Quelle est cette parole...
(v. 31-37) Jésus parle avec autorité lorsqu'il
enseigne, impressionnant ses auditeurs par la pertinence et l'originalité
de ses messages. Quelle différence avec les maîtres de
l'époque qui, selon l'usage, se contentaient de reprendre les commentaires
de leurs prédécesseurs! Jésus parle aussi avec puissance
lorsqu'il provoque les esprits du mal, suscitant immanquablement l'admiration
et la stupeur autour de lui, puisqu'il délivre toujours ceux qui en
sont prisonniers.
... qui menace? (v. 38-44)
Dans ses trois interventions, Jésus menace par sa parole. Dans
les premier et dernier cas (v. 35 et 41), il interpelle les esprits mauvais,
tandis que dans le deuxième, qui concerne la belle-mère de
Simon (v. 39), il s'adresse à la fièvre elle-même, comme
s'il percevait derrière elle l'oeuvre d'un démon. De toutes
les guérisons, Luc met particulièrement en évidence
les exorcismes, car ils suscitent des témoignages surprenants à
propos de Jésus. En effet, dans ce passage-ci et ailleurs (p. ex.

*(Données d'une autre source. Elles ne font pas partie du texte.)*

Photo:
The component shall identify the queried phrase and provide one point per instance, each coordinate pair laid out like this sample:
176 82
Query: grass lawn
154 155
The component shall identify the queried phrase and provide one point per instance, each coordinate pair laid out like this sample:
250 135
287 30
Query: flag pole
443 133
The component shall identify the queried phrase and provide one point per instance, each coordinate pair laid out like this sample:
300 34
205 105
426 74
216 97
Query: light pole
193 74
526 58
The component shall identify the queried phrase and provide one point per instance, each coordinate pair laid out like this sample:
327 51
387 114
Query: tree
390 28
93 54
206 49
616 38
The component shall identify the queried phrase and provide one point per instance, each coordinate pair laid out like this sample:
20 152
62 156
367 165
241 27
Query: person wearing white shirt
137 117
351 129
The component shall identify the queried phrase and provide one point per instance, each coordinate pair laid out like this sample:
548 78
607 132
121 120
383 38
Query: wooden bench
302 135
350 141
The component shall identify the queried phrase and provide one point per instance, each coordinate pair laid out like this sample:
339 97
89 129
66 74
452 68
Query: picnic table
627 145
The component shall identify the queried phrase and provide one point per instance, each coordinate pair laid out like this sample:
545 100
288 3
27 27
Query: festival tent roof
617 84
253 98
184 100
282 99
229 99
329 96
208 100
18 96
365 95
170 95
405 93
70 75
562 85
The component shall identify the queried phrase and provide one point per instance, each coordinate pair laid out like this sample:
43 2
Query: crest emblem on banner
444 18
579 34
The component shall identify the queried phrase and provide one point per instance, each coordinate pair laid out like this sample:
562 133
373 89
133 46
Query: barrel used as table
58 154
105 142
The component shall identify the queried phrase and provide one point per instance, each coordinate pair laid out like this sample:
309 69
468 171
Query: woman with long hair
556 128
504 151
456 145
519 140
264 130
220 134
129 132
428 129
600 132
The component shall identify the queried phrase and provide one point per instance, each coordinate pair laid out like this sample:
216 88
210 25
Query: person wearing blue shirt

8.26-33), les démons reconnaissent qui il est et proclament: "Tu es
le Saint de Dieu, le Fils de Dieu". Cependant, Jésus refuse une telle
publicité; non qu'il la conteste, mais elle pourrait compromettre
son ministère.
Glorifions
Dieu: Jésus conserve la même autorité
et la même puissance pour agir en notre faveur aujourd'hui et
nous aider à cheminer avec lui. Reconnaissons - et ne laissons pas
les démons le faire à notre place - que Christ est vraiment
le Fils et le Saint de Dieu venu nous guérir, nous délivrer
de nos esclavages et nous appeler à son service.
PENSÉE:
La générosité
de Dieu mérite notre reconnaissance.